- Oza in 2026
- Born: 24 September 1967 (age 58) Mumbai, Maharashtra, India
- Occupations: Weather presenter, newsreader
- Years active: 1993–present
- Notable credit: Midlands Today
- Spouse: Jamie Knights (divorced)

= Shefali Oza =

British television presenter (born 1967)

Shefali Oza (born 24 September 1967) is a British TV personality and the main weather presenter on BBC Birmingham's Midlands Today, the regional news programme broadcast in the Midlands of England, but also carries out some news presentation work. She joined the programme in January 1993 as its first ever weather presenter.

==Career==
Oza joined Midlands Today in 1993 as the programme's first weather presenter; since then, her role has included producing weather-related news and community features. She was awarded an Honorary Master's degree from University College Worcester in 2003, in recognition of her achievements in broadcasting.
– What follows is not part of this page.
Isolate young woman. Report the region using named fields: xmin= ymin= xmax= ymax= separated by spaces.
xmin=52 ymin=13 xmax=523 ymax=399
Along with weather reporting and news presenting, Oza has fronted regional contributions to the BBC's live national programming and campaigns, such as Children in Need.

==Personal life==
Before beginning her media career, Oza trained as a solicitor.

During her time on Midlands Today, Oza met her former husband Jamie Knights, who worked as her cameraman. Their wedding ceremony was featured on the news programme. The couple divorced two years later.